The idea for “Light Strings” came years later when guitar-maker Gibson (no connection to Ralph) created a signature instrument for Summers. “I was seeing Ralph in a cafe in downtown Tucson, [Ariz.,] when I said, ‘Why don’t you do Gibson does Gibson?’ It was as a joke, really. But he said, ‘I’ll do it and you have to write it.’”
The project evolved to include a broader range of guitar makers. And rather than make another book skewed at ax heads, the pair spent the next 18 months composing a love letter to their favorite instrument. “This is proof we’re good friends,” laughs Gibson.
And both incredibly prolific.
“I lead a very maxed-out creative existence,” admits Summers, who writes a minimum of three hours a day, even when he’s on the road. An autobiography is in the works, along with compiling years of archival photographs for two books set for 2005 releases. One showcases The Police; the other features night photographs taken during his years touring.
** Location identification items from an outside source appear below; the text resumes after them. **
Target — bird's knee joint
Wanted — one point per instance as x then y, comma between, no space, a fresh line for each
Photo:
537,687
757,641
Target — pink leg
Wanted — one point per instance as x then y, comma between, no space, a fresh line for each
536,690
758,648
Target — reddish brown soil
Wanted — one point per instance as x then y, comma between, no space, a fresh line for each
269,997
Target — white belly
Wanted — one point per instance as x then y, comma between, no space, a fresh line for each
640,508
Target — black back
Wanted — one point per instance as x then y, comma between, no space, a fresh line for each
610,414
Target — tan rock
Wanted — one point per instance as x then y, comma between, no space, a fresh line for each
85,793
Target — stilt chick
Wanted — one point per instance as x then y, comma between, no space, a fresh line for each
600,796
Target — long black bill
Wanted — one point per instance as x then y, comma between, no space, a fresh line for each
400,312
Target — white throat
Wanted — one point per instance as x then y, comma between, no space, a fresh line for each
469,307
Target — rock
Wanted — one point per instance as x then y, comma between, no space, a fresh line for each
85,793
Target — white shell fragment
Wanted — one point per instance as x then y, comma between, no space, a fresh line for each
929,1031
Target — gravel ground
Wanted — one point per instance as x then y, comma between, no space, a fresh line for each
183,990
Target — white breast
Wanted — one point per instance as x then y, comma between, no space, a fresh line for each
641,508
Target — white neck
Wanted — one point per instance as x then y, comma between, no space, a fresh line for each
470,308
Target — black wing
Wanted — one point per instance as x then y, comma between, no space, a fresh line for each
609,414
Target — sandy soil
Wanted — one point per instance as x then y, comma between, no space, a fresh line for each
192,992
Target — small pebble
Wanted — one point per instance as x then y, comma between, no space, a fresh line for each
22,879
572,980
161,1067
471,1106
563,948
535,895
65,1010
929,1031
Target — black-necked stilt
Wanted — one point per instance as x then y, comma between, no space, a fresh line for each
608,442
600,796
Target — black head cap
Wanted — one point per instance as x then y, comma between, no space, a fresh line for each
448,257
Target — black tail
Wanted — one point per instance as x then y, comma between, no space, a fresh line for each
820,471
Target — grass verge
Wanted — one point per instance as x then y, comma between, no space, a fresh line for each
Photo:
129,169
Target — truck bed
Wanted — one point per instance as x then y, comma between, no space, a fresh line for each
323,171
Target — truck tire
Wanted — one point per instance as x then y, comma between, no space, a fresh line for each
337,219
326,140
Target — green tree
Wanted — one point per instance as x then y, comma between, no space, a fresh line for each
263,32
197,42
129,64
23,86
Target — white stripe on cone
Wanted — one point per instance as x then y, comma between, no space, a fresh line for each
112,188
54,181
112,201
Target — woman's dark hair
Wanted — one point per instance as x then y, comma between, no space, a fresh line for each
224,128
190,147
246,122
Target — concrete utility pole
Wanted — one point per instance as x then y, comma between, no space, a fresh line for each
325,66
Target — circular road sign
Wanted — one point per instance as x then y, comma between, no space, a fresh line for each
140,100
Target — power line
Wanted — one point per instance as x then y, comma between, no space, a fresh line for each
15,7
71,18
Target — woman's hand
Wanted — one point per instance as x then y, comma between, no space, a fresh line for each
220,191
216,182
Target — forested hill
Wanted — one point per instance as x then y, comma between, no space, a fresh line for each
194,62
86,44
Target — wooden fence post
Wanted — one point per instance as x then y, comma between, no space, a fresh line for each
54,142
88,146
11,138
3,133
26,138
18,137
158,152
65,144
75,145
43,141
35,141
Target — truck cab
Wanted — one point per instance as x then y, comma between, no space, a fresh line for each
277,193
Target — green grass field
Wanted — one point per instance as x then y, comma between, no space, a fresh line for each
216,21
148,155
He still hits the stage throughout the year with his namesake jazz trio.
As for Gibson, he now has in production a museum catalogue and a book on aesthetics, along with a laundry list of photography projects — including now capturing master guitar musicians. He’s also been writing and self-recording music. “The CDs have a spatial atmosphere and emotional timbre that isn’t unlike what you see in my photographs. It’s finally the two coming together.”